NAMA to spend €37bn on bad loans

THE total amount that NAMA will spend on tainted bank loans will amount to around €37 billion, it was confirmed yesterday.

NAMA to spend €37bn on bad loans

To date, NAMA has spent just over €30bn on loans from the five relevant institutions and yesterday’s revised figure takes into consideration an extra €12bn worth of additional loans that will be taken from AIB and Bank of Ireland.

The agency also said that comments from Anglo Irish Bank chairman Alan Dukes — suggesting that €75bn would be needed to fund the current NAMA operation and that a secondary body would be needed to absorb further bad bank loans — are “not correct”.

Meanwhile, the country’s two main banks — Bank of Ireland and AIB — have been linked with possible bids for the outstanding deposits of Anglo Irish Bank and the Irish Nationwide Building Society (INBS), which were put up for auction earlier this week.

Following an application from Finance Minister Brian Lenihan the High Court ordered — on Tuesday — that the non-NAMA related deposits and assets of both institutions should be auctioned immediately.

While both Bank of Ireland and AIB declined to comment yesterday, Emer Lang of Davy Stockbrokers said the deposits — estimated to be worth a combined €15bn — could prove attractive to both banks.

“The deposit base is likely to prove attractive to AIB and Bank of Ireland, which revealed low-double-digit billions of outflows in their respective November interim management statements. It would also go a long way to restoring the loan-to-deposit ratio at Permanent TSB to a more appropriate level.
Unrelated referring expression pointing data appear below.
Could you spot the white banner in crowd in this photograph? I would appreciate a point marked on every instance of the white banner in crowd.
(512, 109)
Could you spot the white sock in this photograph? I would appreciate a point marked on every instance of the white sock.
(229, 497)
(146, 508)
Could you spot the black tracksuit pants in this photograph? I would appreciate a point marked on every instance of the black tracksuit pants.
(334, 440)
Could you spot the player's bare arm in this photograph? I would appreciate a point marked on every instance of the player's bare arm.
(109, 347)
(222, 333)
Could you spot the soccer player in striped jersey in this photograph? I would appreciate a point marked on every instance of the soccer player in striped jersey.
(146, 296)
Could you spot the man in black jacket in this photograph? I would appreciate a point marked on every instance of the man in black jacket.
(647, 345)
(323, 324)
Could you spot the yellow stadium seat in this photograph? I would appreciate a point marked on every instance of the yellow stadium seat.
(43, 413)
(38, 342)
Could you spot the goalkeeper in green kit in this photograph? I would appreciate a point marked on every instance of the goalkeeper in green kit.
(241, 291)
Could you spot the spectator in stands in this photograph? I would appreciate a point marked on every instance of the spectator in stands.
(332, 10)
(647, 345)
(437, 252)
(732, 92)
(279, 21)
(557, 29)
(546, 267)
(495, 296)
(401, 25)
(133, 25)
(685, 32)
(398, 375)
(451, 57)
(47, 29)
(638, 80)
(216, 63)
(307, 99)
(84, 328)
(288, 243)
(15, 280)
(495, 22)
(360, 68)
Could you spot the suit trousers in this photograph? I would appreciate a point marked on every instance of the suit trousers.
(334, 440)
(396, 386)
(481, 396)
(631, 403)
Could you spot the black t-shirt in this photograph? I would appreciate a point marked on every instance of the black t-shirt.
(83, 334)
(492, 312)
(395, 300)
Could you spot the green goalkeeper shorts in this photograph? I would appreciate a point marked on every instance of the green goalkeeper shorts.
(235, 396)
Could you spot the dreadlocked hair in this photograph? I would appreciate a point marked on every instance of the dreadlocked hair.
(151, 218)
Little is known about the maturity profile or average cost of the deposits, factors that will influence the price, but typically deposit bases sell for a low-single-digit percentage premium,” Ms Lang said in a research note on the Anglo decision.

Elsewhere, banking trade union the IBOA yesterday expressed “serious concern” over the authorisation of an auction of INBS’s deposits — saying the society’s staff were being used as “collateral damage”.

“It appears now that the minister values short-term expediency more than the long-term stability of the financial services sector in Ireland,” IBOA general secretary Larry Broderick said.

“Instead of using these deposits strategically to buttress the balance sheets of one or more of the Irish institutions covered by the State guarantee, the minister is offering them for sale to the highest bidder, regardless of the consequences to our domestic banks,” he said.